Like it would matter.
Like anyone would remember my demise.
Maybe a few friends, and that’s all.
My story would be a lesson.
Devoid of character.
Merely a lesson designed to prevent this from happening again.
I’d be laughing all the while.
Sitting down below.
How they run about
With no regard to emotion.
Locking it away, and masking it.
Wearing the façade of stable.
When stability is a curse.
Stuck in a routine.
I want to break away.
Escape from the cycle.
Take off the mask.
Then maybe someday,
Years from now they’ll notice.
They’ll throw away the masks too.
They’ll join me.
They’ll be free.
_____________________________________________________________________
NOt my best.
_____________
Oh and someone asked, I can't speak German, But I speak Spanish and Dusadlela. And a smidgen of Elvish.
A poem I made to brush up my skills. Please review.
Experimental Love
A first
By: Michael A. Zackular
We're all alone with nothing to do
Virgins of the fact that love is true.
I glance over, our eyes lock.
We have enough time, we can beat the clock.
I part my lips and start to say,
"I love you in each and every way.
So will you be my love tonight?"
I see her eyes, "No need for fright."
We lean forward, we start to kiss
Says she, "I love you, and I'm loving this!"
So all night we are arm in arm
And I am the man who protects her from harm.
I am the one who stops her pain,
Keeps her dry in the pouring rain.
And she fills me with love anew.
And being with her is all I wish to do.
Despite my dislike for love poems, I admit that I am truly impressed by your work.
Keep it up!
You know what I find weird?

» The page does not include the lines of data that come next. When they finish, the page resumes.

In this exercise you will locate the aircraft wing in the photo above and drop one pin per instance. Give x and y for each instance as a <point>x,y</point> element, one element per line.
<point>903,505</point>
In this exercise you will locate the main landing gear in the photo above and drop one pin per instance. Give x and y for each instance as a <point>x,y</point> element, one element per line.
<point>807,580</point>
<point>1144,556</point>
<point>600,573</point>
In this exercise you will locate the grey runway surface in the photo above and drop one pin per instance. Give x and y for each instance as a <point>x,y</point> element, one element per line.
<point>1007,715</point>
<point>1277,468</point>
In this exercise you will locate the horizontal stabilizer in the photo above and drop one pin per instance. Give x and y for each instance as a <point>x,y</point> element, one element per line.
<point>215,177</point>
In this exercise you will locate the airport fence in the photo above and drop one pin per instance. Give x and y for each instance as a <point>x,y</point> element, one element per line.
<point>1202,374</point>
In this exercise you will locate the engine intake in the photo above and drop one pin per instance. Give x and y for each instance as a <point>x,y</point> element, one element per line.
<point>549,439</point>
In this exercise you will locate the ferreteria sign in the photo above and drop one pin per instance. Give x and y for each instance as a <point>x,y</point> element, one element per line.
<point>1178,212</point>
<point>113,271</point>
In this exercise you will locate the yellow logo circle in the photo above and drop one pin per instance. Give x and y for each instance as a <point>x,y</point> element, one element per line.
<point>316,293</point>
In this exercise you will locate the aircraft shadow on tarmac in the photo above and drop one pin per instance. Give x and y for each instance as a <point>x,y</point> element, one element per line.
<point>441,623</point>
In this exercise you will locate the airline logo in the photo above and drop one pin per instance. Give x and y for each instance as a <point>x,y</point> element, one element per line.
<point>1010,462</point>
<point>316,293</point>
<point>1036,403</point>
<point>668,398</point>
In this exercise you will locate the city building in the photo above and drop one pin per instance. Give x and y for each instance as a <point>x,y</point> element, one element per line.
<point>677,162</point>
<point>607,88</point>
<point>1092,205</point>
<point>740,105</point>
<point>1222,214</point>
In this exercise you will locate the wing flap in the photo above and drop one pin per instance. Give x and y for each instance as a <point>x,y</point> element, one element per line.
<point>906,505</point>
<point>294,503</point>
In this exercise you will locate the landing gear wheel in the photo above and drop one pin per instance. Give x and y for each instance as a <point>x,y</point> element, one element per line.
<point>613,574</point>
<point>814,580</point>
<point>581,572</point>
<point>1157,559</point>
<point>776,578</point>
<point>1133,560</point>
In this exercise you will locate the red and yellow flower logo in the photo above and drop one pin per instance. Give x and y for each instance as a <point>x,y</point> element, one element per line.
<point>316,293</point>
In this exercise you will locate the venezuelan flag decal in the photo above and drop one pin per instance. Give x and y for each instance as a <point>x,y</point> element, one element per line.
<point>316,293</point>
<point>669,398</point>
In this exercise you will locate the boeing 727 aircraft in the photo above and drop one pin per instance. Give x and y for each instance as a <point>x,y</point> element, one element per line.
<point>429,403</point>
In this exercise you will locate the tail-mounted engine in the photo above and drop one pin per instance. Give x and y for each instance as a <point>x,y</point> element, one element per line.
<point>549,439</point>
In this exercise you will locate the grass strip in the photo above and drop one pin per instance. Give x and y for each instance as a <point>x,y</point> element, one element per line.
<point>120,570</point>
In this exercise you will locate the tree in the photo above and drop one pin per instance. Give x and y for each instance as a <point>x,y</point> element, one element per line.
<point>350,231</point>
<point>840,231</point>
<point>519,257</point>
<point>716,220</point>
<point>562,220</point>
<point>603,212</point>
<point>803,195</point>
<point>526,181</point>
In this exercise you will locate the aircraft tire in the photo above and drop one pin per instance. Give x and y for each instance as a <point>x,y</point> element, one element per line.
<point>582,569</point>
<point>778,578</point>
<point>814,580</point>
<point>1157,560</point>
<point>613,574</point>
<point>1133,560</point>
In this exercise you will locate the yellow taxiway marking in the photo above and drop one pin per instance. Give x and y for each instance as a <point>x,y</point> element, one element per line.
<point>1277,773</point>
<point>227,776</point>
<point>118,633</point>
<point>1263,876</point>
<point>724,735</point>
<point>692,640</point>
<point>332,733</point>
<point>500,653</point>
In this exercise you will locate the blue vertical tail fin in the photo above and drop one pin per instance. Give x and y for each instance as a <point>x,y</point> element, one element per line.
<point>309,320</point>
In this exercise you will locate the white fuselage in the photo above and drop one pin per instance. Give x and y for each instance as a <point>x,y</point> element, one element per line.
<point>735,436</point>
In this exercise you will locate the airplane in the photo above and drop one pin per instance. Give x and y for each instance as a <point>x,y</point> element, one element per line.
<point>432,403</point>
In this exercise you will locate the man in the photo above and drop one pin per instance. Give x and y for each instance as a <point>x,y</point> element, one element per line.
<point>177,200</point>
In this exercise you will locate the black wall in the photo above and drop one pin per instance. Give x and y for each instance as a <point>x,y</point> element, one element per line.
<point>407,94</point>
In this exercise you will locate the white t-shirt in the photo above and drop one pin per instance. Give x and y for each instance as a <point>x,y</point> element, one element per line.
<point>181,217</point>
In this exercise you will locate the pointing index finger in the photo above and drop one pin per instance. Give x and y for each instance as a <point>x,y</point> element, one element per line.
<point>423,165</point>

Every time someone writes a poem, I feel the urge to write one back, I have no idea why.
Here's a quick Haiku.
A cold, lonely man
Naught to live for save sheer lusts
Betrayed by romance
At 3/24/05 05:54 PM, Myst_Williams wrote: review
Thanks a lot! The only reason that there isn't much dialogue and character development is because there was a 2000 word limit for the competition. I'll probably rewrite it and add a lot to it. Thanks again!
At 3/25/05 11:32 PM, WithoutCease wrote: A poem I made to brush up my skills. Please review.
Will do.
We're all alone with nothing to do
Virgins of the fact that love is true.
I think one more syllable might help after is... read it aloud and try some things out, i may be wrong. I was think of something like: quite, so. Just a thought.
I glance over, our eyes lock.
We have enough time, we can beat the clock.
I like so far.
I part my lips and start to say,
"I love you in each and every way.
So will you be my love tonight?"
I see her eyes, "No need for fright."
lol, the word fright is kind of cheesy. Not very authentic, but nothing else really rhymes. I like how you are adding dialogue to your poetry now. I too do the same thing when ican, i love to tell a story in verse. I like this stanza a lot.
We lean forward, we start to kiss
Says she, "I love you, and I'm loving this!"
So all night we are arm in arm
And I am the man who protects her from harm.
Also kind of corny, but maybe true love is simply that. Know that you are there for each other, no matter what. Still good though.
I am the one who stops her pain,
Keeps her dry in the pouring rain.
And she fills me with love anew.
And being with her is all I wish to do.
The whole poem is well written, but i said it once and i will once more. When doing love poetry, you have to be far more original. Your poem is very good and i enjoyed its light read and clever wording, however, love is as cliche as most colloquialisms; and you have to approach love more uniquely if you want to 'wow' a reader. Very good though. You keep improving. : )
At 3/26/05 02:27 AM, BillyTalent wrote: Thanks a lot! The only reason that there isn't much dialogue and character development is because there was a 2000 word limit for the competition. I'll probably rewrite it and add a lot to it. Thanks again!
Ahh, ya word limit can be a bitch. Well if that is the case, it may be perfect to submit as it is. However, for yourself, i would - after submitting it - add to it anyway and re-post it for us. You really did accomplish a lot it 2000 words. It was an impressive piece.